Joe Boyle's Nasty New Splinker. Shane Smith's Has a New Trick
Joe Boyle, Shane Smith, Kodai Senga
Rays Joe Boyle looked fantastic in his 2025 MLB debut (5 IP, 2 R, 2 BB, 7 K). The Rays don’t have him throwing the sweeper or curveball he had last year. He’s only using his short, hard bullet slider. He’s also throwing a new splitter (splinker?) with insane shape. It’s tagged as a sinker, given the 2300+ rpms on the pitch, but it looks like more of a splitter grip to me (see below). It’s 93 mph with 2” vertical break and 16” arm-side movement from his above-average 6’ release. The only splitter this season with less than 3” vertical break on average (a lot of drop), above 90 mph from an average release height is from Yoshinobu Yamamoto. Boyle’s fastball shape has become a bit less cut-carry, adding 2” arm-side movement compared to last year. 🖖
Boyle has also reworked some of his release traits. This is the primary driver of his fastball shape change. His extension and release height are both down, implying a drop in his arm angle. Usually, when extension decreases, we see a pitcher’s release height increase. Boyle’s arm angle was ~48° last year, well above average. We’ll get arm angle data soon for 2025 on him, but I expect it to be more ~40-44° degrees this season. He was still out of the zone a ton (45% in-zone rate), but his strike rate was more below average than abysmal. I’m super encouraged, even if the walk rate remains poor, the Rays had a plan with his rework and executed it. He’s a high-variance arm that is trending up.

White Sox Shane Smith has a new sinker. He broke it out today, exclusively versus Alex Bregman the second and third time he faced him. The shape looks good—93.5 mph with ~7.5” vertical break 17” arm-side movement, more arm-side than the average sinker at slightly below average velocity. I’d expect this pitch to be used more on the inner third versus other righties, especially to set up his slider down-away to righties.

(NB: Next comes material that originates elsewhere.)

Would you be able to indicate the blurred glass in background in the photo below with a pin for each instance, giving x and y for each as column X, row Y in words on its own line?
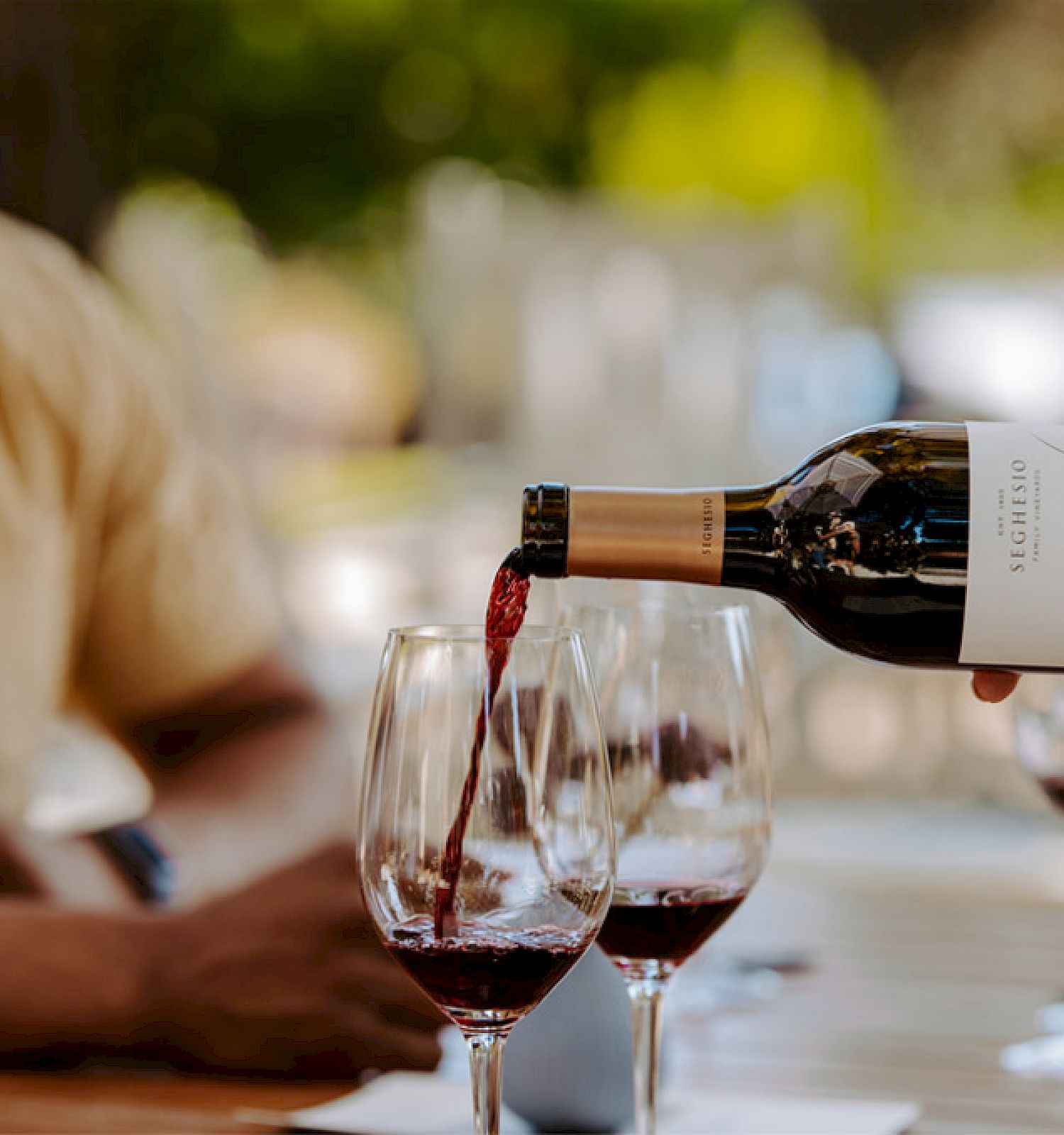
column 410, row 255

Smith’s four-seam is still somewhat of a limiter, relying on off-barrel contact in-zone for his overall level of success. He’s been aggressively locating the pitch middle to either handedness. The success of that pitch is where my concern lies from a full-season POV, but if the White Sox get ~1.5 WAR out of his arm over ~130 IP, it was a smash of a Rule 5 pick. 👍
Mets Kodai Senga made his cutter his primary weapon to right-handed hitters. He’s used the pitch 35% through 3 starts compared to just 22% back in 2023, and it’s eclipsed his four-seamer this season. His swinging-strike rate is down versus righties compared to 2023 (15% to 10%, small sample), but he hasn’t allowed a barrel to a righty all season, which I would imagine is the goal over whiffs. Workload is the thing to watch here. Senga made just one start last season and didn’t pitch in the postseason. I’d imagine the Mets want his arm for the 2025 postseason in a starter’s capacity, especially if Holmes converts back to a reliever late in the season. 👻
Was charting Senga’s start and to me he’s almost throwing 3 different slider shapes?? I can’t tell if it’s intentional or just variance like some Japanese pitchers will have.
Against LHBs he was throwing a vertical almost Death Ball Slider and then sprinkling in more of a sweeper shape to them along with the obvious Sweepers to RHBs. The variance is cool and I think he’s around the zone with his breakers just to be competitive with them. It’s also neat that he throws the slower 12-6 curve as a wrinkle too.
The cutter is the main contact suppressor but he has some options now in his arsenal for someone who’s splitter/fork is as nasty as it is.